Zumindest hilft es, das menschliche Zueinanderkommen unter anderen Vorzeichen zu denken. Schwule Sozialität, insofern sie nicht phallisch (im Sinne von patriarchal-männerbündisch) organisiert ist, könne so
Ausgangspunkt für andere Beziehungsformen sein.
Maurels Kritik nimmt die gesamte Geschlechterordnung in den Blick: Wirkliche (sexuelle) Befreiung hieße die Loslösung von der starren Aufteilung des Wer-fickt-wen und eine Erotisierung des ganzen Körpers »[…] bis ein Mensch den Körper des Mannes so sehr wie den der Frau begehrt, angefangen bei seinem eigenen Körper, bis er vergisst, was das Männliche vom Weiblichen trennt«. In seiner Emphase für das »mehrdeutige« (also nicht heteronormativ eingehegte Begehren und für das Spiel als lustbetont-subversiver Praxis erweist sich der Autor hier als Wegbereiter queerer Theorie.

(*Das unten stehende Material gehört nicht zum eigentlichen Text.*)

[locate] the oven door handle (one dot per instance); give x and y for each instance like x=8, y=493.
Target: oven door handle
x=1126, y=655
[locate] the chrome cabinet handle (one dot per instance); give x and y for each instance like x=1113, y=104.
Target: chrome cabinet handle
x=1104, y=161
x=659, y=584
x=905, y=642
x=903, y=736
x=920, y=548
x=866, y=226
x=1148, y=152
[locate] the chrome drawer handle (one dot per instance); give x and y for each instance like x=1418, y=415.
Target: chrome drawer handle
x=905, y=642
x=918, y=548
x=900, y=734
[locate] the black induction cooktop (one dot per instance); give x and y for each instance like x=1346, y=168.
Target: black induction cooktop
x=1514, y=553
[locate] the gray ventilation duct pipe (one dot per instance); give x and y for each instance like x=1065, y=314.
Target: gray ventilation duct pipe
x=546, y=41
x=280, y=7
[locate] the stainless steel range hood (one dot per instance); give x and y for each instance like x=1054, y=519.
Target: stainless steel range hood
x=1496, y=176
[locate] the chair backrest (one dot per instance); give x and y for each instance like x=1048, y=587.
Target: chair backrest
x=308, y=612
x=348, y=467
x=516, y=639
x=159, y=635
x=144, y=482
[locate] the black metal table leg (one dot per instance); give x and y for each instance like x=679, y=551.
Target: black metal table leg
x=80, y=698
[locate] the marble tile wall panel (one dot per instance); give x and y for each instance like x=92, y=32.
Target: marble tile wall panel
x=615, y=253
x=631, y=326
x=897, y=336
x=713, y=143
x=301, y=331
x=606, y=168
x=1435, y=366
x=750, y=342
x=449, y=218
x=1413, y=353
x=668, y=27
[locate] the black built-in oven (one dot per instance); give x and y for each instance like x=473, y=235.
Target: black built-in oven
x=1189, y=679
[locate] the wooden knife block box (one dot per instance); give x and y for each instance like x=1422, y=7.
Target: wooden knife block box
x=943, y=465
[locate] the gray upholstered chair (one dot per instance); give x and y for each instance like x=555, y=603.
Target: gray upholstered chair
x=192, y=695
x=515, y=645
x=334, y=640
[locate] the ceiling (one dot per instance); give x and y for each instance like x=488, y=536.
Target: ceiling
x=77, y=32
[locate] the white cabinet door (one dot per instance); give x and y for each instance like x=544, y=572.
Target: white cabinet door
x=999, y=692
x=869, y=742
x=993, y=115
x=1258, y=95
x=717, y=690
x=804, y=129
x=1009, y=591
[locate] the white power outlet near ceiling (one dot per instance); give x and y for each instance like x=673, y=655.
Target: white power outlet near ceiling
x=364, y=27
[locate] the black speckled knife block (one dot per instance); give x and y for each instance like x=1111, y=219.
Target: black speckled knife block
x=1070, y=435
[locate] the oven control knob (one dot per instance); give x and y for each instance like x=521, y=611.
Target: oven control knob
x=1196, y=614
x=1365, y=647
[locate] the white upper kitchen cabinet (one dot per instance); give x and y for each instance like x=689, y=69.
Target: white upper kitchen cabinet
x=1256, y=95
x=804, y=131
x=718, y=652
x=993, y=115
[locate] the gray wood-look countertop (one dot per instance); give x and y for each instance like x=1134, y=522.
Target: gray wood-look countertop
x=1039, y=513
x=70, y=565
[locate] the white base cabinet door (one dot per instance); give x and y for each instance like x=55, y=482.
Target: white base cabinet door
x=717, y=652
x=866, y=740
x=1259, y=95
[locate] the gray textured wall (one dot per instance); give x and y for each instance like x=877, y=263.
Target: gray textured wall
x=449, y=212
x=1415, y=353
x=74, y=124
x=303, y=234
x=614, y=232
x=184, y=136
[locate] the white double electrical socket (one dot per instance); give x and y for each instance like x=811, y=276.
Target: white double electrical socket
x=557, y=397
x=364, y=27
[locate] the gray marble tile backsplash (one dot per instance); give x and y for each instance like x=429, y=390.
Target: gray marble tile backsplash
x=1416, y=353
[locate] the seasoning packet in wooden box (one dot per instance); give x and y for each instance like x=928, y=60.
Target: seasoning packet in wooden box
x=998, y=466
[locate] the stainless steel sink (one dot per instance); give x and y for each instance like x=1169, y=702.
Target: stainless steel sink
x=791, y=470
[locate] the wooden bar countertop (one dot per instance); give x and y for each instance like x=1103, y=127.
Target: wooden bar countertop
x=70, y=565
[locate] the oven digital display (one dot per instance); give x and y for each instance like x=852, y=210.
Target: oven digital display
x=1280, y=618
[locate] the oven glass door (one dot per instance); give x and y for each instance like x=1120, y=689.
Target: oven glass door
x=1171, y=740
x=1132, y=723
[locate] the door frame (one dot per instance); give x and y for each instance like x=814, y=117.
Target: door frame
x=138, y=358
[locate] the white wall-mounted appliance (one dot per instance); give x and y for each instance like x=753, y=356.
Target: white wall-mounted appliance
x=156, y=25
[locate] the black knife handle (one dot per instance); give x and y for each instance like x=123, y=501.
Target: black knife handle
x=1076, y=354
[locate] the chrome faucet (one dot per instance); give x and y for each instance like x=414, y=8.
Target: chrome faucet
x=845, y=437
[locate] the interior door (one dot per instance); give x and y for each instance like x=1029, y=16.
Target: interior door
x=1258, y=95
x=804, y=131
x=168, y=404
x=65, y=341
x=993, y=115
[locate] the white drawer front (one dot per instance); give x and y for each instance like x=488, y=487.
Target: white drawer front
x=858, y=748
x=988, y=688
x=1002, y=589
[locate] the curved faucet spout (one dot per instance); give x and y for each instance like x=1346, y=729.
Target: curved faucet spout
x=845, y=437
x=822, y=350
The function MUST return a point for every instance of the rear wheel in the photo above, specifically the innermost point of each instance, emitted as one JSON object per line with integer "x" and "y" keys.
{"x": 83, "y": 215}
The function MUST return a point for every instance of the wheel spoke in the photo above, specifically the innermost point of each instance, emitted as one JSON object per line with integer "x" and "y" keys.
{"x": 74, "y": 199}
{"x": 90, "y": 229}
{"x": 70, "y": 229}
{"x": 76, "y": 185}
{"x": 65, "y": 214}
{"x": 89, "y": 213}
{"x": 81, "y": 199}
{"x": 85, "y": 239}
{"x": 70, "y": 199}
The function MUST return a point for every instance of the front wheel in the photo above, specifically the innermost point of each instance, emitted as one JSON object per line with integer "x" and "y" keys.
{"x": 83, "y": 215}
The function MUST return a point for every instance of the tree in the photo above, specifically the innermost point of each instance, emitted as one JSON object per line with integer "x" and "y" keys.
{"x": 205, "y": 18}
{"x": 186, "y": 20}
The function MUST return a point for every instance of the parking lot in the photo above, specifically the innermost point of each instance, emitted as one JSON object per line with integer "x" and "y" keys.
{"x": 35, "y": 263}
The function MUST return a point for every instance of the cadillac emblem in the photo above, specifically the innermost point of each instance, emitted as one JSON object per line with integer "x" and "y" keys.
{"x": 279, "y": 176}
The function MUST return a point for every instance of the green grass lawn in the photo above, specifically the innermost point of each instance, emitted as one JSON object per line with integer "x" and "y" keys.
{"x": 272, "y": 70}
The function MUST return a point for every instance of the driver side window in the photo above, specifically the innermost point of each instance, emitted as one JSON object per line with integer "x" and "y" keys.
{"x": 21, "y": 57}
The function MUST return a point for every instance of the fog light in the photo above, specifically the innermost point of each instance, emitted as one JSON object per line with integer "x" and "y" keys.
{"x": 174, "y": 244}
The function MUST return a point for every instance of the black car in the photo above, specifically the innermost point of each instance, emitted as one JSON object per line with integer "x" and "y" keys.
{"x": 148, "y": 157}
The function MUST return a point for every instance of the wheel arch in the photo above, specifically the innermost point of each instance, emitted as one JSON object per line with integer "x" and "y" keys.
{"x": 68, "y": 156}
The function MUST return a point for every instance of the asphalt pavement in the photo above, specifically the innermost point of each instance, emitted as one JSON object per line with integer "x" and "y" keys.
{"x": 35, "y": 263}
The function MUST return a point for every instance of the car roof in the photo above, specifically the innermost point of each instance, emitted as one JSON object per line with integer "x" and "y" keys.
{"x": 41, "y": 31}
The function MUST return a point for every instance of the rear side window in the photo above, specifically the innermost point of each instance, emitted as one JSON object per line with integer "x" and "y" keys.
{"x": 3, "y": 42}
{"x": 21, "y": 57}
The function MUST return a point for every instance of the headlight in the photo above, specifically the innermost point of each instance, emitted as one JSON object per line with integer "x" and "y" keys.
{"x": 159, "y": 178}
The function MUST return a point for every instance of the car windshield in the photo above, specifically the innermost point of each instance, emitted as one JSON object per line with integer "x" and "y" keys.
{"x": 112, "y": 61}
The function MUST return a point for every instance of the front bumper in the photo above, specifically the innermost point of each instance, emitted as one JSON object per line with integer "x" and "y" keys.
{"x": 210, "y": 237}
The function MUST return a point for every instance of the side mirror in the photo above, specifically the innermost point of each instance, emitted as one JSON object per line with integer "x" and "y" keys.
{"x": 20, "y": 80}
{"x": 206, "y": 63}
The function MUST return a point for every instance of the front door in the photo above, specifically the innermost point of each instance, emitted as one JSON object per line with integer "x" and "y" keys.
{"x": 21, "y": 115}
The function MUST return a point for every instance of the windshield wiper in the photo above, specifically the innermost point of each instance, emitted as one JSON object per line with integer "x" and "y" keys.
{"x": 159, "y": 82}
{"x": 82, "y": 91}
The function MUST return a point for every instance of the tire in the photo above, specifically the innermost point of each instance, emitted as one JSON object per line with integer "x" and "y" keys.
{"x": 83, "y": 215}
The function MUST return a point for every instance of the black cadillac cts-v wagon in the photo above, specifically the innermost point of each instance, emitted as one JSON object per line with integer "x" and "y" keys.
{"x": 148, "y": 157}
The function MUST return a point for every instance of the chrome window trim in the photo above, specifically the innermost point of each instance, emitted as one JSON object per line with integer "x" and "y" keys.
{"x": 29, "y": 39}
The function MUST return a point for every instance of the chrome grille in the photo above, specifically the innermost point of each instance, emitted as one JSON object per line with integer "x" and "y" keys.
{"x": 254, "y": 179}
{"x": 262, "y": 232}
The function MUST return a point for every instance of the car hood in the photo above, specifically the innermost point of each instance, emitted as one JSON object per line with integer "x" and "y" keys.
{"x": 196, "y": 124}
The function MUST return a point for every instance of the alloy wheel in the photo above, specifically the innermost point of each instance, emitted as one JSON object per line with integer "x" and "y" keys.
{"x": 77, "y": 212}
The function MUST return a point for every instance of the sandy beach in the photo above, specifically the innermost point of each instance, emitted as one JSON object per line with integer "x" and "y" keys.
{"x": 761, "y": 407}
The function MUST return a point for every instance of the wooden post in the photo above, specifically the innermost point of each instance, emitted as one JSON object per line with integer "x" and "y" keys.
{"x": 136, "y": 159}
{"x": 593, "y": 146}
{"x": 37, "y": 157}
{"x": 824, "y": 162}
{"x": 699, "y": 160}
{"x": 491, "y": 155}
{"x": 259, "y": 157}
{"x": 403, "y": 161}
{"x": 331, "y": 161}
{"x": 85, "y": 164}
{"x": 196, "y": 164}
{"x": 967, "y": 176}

Der Neuausgabe von »Für den Arsch« ist ein kundiger Essay von Peter Rehberg beigefügt, der den Autor theoriegeschichtlich verortet und dabei auch die Entwicklung der Queer Studies bis in die Gegenwart nachvollzieht. Rehberg richtet sein besonderes Augenmerk auf das Verhältnis von Maurel zu Guy Hocquenghem, der im gleichen Umfeld aktiv war. Jenseits eines fachlich interessierten Publikums dürfte »Für den Arsch« für alle Leser*innen spannend sein, die etwas darüber erfahren möchten, wie gemacht unsere Bedürfnisse sind. Welche Rolle kann Begehren als Mobilisierungsfaktor für Politik spielen? Maurel beschäftigte sich mit den Bereichen des gesellschaftlichen Halbdunkels, die zu betrachten Aufgabe einer kritischen Theorie ist.
Christian Maurel: Für den Arsch. A. d. Frz. v. Tobias Haberkorn. Mit einem Essay v. Peter Rehberg. August-Verlag, 144 S., br., 14 €.